Strunk and White's approach to style is that "style is the writer" and that style has to reflect the audience and the purpose of the piece. In the Introduction E.B. White says that, "Style rules of this sort are, of course, somewhat a matter of individual preference, and even the established rules of grammar are open to challenge." (xvii) Rules seem more like 'guidelines' to Mr. White, while Professor Strunk seems to give out sharp orders regarding grammar and usage.
This book taught me that style isn't a matter of individuality, but a matter of knowing your stuff and using it in an effective way. Content and presentation are the main objectives in the field of writing and I feel that Strunk and White made that fact extremely clear.
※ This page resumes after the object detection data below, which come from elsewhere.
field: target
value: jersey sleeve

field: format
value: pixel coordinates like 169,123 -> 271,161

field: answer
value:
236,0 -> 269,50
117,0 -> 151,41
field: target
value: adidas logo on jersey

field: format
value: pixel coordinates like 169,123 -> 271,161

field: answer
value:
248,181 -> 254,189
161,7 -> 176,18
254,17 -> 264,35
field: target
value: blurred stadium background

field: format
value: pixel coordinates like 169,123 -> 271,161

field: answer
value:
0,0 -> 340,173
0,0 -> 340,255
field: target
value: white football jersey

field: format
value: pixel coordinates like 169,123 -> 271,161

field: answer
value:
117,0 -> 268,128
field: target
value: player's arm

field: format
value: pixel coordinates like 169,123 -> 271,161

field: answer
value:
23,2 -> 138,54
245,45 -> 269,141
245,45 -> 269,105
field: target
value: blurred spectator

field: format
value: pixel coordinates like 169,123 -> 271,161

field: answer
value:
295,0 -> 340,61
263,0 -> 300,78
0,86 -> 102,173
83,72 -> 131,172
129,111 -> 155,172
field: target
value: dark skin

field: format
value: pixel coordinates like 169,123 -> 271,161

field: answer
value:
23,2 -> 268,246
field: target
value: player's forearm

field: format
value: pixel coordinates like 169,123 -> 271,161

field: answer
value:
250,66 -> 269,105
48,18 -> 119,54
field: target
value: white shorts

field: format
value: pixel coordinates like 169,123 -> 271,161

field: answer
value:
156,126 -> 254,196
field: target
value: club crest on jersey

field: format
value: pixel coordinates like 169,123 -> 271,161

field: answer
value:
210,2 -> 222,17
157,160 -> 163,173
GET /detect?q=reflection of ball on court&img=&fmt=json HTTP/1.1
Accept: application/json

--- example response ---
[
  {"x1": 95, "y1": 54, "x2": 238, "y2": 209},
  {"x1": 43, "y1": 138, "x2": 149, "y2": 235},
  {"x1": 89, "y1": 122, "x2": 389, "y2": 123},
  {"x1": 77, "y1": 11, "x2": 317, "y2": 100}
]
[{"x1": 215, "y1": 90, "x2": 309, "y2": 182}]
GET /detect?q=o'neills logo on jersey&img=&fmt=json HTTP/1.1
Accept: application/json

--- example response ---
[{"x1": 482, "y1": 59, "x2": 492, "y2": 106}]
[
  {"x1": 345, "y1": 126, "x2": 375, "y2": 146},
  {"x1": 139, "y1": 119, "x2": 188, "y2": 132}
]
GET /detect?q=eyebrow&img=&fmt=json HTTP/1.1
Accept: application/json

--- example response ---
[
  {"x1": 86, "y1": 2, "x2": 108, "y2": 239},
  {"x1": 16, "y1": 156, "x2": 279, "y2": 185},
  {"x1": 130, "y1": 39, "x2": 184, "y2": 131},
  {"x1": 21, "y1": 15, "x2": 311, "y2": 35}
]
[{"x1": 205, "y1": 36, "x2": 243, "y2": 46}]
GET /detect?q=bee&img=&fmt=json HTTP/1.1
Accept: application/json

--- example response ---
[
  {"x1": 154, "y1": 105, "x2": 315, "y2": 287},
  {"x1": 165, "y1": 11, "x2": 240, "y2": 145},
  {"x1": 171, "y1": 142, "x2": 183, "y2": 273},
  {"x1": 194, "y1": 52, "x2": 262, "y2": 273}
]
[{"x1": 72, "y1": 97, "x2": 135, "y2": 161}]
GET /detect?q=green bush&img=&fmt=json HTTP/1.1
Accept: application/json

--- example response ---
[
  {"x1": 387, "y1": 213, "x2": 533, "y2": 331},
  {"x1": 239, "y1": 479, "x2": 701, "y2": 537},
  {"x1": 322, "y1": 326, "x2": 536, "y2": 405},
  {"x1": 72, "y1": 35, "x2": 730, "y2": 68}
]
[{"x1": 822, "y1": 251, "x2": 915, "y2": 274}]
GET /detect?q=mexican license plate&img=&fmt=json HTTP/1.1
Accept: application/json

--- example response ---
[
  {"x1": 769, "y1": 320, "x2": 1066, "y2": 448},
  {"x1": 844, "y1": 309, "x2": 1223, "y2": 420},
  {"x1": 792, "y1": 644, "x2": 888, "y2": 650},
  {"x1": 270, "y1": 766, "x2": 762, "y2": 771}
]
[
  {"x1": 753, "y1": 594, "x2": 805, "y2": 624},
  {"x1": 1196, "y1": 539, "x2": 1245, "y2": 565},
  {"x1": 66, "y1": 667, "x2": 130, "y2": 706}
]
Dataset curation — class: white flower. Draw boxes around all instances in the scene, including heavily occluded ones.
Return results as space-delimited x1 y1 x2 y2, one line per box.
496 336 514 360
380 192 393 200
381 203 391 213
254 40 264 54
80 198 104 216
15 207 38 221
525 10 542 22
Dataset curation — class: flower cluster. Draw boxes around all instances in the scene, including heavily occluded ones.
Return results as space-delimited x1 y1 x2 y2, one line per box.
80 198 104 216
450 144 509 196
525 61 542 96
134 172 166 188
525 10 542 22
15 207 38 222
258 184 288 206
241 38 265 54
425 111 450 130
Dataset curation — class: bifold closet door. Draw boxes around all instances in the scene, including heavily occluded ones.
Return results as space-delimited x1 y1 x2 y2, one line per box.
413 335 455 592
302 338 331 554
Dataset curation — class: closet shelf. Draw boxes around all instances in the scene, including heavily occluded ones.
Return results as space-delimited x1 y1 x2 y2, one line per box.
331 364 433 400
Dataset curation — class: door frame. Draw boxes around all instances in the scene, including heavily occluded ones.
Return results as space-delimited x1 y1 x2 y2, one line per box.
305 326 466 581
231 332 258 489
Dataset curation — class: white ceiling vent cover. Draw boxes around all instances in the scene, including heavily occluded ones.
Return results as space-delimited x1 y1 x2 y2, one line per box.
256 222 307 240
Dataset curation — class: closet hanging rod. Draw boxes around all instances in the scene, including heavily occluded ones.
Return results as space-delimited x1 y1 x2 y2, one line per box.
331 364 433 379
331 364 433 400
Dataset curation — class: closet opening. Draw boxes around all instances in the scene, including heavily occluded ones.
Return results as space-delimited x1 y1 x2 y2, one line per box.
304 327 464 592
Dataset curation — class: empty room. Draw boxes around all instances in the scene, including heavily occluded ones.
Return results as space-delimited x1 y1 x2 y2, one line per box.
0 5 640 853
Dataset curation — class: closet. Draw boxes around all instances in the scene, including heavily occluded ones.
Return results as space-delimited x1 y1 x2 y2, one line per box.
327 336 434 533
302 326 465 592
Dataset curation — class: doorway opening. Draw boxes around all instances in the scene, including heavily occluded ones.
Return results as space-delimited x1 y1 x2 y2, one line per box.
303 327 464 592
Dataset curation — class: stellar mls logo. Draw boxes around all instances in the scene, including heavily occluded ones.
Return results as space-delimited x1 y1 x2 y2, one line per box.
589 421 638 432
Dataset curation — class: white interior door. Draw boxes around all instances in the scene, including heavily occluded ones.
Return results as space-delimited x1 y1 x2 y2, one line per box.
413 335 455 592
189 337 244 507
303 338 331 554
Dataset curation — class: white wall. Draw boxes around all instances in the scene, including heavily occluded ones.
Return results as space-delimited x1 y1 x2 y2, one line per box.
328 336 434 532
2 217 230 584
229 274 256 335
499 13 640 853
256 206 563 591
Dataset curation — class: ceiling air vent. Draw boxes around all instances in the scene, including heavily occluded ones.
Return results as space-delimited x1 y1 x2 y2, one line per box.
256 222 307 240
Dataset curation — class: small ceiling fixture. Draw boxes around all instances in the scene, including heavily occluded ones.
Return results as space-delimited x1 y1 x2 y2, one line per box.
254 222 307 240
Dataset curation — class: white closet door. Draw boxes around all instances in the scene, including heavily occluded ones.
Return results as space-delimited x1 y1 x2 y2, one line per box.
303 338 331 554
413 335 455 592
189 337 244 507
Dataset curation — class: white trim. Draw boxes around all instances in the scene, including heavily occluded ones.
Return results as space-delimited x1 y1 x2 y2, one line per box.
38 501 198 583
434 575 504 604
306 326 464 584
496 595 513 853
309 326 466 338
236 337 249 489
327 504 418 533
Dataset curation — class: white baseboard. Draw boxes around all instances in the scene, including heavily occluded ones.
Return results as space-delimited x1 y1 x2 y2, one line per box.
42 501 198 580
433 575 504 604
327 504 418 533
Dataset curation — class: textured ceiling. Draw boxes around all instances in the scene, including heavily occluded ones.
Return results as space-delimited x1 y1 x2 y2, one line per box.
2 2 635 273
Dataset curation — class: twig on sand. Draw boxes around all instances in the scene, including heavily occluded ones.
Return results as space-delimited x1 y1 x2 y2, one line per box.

Williams book also focuses on clear and concise writing. Williams, in comparison to Strunk and White, seems to understand that rules are not completely essential for writing to be good but that they do help a lot. One thing I liked about Williams approach to good writing was that he gave reasons WHY, not just HOW it is accomplished. It seemed a lot less sharp and rigid and more of a how-to explanation. His examples were from Professional writing pieces which gave the book a more advanced feeling and almost made the writer seem more advanced and knowledgeable in his subject area. I particularly liked the organization of Williams book over Strunk and White's. Williams begins by talking about a history of bad writing and some causes of it, whereas Strunk and White begin right away with grammar do's and dont's. An interesting thing, too, is that Williams ends his Usage chapter with a "History of Good English". I feel that his organization made the book more effective and would help people adjust easier to his expectations.